Afaict from summaries on court cases in germany, "offering goods or services" definitely means you have to have more than accidental contact with EU customers. Monitoring is hopefully obvious.




That doesn't feel wholesome to me. I'm a software engineer in the US. I don't know German case law or if German case law can/will be used in, say, Spain.

The law says anyone in the EU (or is it EEA?) that you're interacting with.

Article 3:

> 2. This Regulation applies to the processing of personal data of data subjects who are in the Union by a controller or processor not established in the Union, where the processing activities are related to:

> (a) the offering of goods or services, irrespective of whether a payment of the data subject is required, to such data subjects in the Union; or

(This also seems to mean a forum with no monetary value at all, but that's another issue.)


A forum with a few european users obviously goes beyond incidental contact.

The thing is, if you want to do business in the EU, you better know the legal system there.
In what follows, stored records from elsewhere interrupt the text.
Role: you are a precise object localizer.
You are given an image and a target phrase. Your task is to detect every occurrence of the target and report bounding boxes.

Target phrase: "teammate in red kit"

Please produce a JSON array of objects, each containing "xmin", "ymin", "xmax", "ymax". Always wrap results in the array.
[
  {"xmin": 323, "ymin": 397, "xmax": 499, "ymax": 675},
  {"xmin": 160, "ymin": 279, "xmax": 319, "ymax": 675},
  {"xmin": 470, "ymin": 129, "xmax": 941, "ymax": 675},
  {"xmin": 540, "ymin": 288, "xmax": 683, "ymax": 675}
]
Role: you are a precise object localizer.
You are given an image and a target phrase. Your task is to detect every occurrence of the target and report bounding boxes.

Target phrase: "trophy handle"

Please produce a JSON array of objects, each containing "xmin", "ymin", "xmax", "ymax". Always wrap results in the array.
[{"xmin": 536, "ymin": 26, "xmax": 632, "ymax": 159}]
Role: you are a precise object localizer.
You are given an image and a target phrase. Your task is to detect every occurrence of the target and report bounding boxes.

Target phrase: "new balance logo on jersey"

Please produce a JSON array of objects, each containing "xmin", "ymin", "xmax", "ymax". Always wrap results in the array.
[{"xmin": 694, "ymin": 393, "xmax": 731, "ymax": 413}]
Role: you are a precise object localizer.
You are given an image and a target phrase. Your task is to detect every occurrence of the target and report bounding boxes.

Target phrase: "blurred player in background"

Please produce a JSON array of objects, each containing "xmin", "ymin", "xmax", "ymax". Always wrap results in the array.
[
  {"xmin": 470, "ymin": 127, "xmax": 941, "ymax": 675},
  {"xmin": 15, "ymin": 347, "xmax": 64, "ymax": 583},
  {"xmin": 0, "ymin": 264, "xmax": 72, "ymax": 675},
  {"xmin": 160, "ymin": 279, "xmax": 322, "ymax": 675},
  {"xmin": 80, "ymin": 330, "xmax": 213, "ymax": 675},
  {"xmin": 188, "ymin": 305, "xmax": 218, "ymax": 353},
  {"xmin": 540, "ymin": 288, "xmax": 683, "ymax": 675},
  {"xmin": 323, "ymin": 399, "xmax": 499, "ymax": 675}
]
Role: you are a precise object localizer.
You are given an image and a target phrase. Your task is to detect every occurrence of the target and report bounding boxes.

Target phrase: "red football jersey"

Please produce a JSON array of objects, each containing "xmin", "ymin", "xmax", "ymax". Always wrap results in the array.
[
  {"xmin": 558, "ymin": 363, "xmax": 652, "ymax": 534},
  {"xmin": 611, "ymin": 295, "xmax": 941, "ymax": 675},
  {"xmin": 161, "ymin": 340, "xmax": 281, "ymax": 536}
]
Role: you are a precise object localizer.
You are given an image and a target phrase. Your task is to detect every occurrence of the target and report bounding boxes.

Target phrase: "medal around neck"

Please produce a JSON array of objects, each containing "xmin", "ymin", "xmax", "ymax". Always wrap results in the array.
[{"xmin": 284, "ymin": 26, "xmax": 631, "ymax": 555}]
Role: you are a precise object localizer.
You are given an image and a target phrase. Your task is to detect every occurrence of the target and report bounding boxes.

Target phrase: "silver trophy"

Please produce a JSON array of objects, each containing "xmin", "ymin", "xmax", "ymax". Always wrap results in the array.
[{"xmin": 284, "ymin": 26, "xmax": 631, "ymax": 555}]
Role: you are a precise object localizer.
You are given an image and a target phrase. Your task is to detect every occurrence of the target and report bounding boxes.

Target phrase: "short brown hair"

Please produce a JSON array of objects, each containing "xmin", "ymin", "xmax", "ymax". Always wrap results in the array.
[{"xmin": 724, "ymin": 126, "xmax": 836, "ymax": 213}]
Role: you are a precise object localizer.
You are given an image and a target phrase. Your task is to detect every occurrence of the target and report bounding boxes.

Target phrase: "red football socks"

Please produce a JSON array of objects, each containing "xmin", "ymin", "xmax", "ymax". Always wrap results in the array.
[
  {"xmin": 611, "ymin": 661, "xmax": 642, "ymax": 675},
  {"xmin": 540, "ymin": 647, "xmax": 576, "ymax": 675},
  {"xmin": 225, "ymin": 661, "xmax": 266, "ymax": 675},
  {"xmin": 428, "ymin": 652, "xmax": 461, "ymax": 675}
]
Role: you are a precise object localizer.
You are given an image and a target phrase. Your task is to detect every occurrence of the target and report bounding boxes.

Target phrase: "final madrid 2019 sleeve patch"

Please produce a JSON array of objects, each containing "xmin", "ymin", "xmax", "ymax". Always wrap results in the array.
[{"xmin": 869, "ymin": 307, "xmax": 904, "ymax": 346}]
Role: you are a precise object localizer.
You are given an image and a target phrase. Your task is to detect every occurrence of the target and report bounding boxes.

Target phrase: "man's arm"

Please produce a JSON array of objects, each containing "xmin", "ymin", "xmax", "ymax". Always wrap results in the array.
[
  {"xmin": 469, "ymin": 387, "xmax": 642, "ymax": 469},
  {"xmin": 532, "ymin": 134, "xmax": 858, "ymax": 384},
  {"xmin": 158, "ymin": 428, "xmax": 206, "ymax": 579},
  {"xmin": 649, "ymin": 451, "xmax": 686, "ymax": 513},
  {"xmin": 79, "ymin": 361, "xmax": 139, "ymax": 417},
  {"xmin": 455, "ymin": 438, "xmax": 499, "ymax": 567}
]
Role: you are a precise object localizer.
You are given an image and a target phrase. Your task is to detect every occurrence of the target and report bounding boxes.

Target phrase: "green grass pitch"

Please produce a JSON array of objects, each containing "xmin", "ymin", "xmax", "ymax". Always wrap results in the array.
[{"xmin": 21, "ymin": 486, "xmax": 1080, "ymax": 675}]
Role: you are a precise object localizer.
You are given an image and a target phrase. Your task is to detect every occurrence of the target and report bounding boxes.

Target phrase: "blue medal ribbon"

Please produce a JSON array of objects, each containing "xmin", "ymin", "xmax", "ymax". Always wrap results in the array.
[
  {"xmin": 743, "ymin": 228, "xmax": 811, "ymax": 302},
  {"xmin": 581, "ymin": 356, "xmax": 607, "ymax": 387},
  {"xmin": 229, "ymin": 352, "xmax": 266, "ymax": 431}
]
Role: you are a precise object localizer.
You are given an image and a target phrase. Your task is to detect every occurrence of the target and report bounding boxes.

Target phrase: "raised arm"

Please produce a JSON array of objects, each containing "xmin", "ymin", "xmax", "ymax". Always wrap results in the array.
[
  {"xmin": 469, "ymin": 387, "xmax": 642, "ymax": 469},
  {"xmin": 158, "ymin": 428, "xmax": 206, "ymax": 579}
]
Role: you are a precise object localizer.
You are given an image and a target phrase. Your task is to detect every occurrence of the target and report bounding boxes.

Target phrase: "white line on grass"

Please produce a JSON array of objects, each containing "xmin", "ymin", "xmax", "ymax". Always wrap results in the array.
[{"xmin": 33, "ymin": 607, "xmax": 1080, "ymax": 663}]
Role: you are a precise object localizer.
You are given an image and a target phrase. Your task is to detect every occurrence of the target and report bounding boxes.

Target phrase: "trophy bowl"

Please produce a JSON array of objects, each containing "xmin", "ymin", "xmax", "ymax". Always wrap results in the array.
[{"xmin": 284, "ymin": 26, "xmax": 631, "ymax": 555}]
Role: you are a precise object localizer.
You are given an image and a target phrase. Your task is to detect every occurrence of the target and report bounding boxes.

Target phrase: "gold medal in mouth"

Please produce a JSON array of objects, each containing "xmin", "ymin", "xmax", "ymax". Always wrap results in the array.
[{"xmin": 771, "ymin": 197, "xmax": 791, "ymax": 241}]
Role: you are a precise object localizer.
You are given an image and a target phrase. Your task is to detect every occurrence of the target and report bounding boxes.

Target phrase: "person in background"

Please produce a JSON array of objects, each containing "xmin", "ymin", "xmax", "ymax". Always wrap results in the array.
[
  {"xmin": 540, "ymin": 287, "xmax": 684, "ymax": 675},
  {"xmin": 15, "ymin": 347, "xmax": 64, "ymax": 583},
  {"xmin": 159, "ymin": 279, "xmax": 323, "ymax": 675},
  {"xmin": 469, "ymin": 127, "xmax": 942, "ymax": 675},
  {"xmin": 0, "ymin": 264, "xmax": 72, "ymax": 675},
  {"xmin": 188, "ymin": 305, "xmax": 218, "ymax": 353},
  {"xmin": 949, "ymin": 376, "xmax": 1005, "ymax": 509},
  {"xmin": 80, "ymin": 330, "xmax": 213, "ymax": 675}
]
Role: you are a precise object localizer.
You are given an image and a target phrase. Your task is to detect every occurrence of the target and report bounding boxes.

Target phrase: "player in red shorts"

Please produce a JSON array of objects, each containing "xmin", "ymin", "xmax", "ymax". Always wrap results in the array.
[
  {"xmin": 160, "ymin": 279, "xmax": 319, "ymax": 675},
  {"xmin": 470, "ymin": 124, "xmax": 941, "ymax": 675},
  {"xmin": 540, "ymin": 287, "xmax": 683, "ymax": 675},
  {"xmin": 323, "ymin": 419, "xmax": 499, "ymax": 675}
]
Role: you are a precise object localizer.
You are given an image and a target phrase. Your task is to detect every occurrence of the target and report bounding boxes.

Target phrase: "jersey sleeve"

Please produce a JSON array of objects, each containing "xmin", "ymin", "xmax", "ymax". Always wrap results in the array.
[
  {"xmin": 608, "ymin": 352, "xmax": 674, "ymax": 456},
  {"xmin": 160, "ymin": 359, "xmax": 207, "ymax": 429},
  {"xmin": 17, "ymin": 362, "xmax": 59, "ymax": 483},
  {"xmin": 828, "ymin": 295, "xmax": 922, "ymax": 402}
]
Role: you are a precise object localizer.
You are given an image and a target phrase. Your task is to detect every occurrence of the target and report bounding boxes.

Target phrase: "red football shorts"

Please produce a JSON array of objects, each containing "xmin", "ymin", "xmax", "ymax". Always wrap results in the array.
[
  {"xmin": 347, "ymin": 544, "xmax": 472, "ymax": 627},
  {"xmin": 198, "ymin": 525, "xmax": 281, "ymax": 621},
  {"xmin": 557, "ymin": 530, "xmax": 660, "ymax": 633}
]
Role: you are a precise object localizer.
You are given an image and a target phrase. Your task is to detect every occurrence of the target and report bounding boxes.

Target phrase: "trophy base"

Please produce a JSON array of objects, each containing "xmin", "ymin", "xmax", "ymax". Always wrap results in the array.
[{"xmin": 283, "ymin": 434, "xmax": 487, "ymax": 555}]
The US forces people in the EU to adhere to their legal system all the time.


> A forum with a few european users obviously goes beyond incidental contact.
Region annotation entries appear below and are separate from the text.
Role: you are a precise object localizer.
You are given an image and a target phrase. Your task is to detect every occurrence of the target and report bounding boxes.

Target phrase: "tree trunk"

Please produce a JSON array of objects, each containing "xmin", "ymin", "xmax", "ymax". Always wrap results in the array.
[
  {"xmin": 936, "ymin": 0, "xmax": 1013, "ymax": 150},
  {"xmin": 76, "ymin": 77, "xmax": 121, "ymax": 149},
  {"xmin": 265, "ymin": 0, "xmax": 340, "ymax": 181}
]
Why? That's such a silly thing to assume. It's possible I've targeted no one by location or nationality.

> The thing is, if you want to do business in the EU, you better know the legal system there.

How is a silly forum a business?


> It's possible I've targeted no one by location or nationality.
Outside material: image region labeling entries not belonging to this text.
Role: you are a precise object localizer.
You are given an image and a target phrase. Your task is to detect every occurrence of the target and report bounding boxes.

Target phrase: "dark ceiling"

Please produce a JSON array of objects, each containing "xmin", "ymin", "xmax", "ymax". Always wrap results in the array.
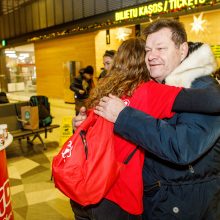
[{"xmin": 0, "ymin": 0, "xmax": 36, "ymax": 15}]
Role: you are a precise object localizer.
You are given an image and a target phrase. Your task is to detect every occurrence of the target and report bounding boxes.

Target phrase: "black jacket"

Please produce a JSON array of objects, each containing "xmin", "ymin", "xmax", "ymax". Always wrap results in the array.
[{"xmin": 70, "ymin": 75, "xmax": 93, "ymax": 99}]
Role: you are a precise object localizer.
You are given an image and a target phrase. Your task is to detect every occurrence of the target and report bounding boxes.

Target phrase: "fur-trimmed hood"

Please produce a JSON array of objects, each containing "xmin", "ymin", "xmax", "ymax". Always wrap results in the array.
[{"xmin": 165, "ymin": 43, "xmax": 217, "ymax": 88}]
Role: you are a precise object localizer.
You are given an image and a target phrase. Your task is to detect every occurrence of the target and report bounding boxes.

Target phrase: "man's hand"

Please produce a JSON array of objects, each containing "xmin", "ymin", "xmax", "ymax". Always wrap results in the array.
[
  {"xmin": 94, "ymin": 94, "xmax": 126, "ymax": 123},
  {"xmin": 73, "ymin": 107, "xmax": 87, "ymax": 128}
]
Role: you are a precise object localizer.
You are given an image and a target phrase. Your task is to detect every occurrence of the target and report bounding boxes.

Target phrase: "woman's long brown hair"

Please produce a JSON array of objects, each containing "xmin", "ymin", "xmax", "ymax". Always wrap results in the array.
[{"xmin": 87, "ymin": 38, "xmax": 150, "ymax": 108}]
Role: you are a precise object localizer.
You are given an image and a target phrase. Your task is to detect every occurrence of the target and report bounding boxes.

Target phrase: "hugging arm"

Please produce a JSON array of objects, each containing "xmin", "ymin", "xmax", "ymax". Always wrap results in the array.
[
  {"xmin": 114, "ymin": 107, "xmax": 220, "ymax": 165},
  {"xmin": 172, "ymin": 84, "xmax": 220, "ymax": 114}
]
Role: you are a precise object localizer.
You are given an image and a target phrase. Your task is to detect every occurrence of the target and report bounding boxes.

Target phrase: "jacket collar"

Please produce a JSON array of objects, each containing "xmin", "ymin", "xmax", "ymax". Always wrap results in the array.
[{"xmin": 165, "ymin": 44, "xmax": 217, "ymax": 88}]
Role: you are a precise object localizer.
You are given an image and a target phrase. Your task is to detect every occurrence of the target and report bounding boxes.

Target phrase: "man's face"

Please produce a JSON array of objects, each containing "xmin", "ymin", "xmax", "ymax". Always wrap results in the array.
[{"xmin": 145, "ymin": 28, "xmax": 188, "ymax": 82}]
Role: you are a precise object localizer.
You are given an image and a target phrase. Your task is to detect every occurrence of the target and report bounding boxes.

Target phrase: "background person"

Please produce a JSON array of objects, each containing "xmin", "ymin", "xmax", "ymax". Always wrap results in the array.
[
  {"xmin": 70, "ymin": 66, "xmax": 94, "ymax": 114},
  {"xmin": 96, "ymin": 19, "xmax": 220, "ymax": 220},
  {"xmin": 98, "ymin": 50, "xmax": 116, "ymax": 79}
]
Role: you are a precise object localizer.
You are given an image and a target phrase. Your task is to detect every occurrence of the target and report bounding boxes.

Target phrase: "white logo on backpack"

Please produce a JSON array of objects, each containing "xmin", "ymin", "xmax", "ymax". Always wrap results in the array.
[{"xmin": 62, "ymin": 141, "xmax": 73, "ymax": 161}]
It's not about targeting but about offering services to people in the EU. A silly forum that has a few EU users is beyond incidental/accidental contact and will have to adhere to the EU laws.

A silly forum may not be a business but atleast under german law it can be classified as business-like or otherwise commercial even if you don't make any money on it.


This is the problem. We've went from one guy's "It's a non-commercial entity that has incidental EU users" to your "It's a business-like entity that has beyond incidental contact" with the same facts. They've made a law that applies extraterritorially which requires knowledge of European cultural context to interpret correctly!


Business-like and non-commercial are not mutually exclusive.

Atleast under german law, you are business-like if you offer a website beyond personal interest (ie, a webpage about you, your family or your hobby). A forum is certainly business-like.

The same forum can still be non-commercial, you don't have to make any money to fall under business-like.

In total, a non-commercial entity, which is business-like, and has more than incidental EU users will fall under GDPR.

>They've made a law that applies extraterritorially which requires knowledge of European cultural context to interpret correctly!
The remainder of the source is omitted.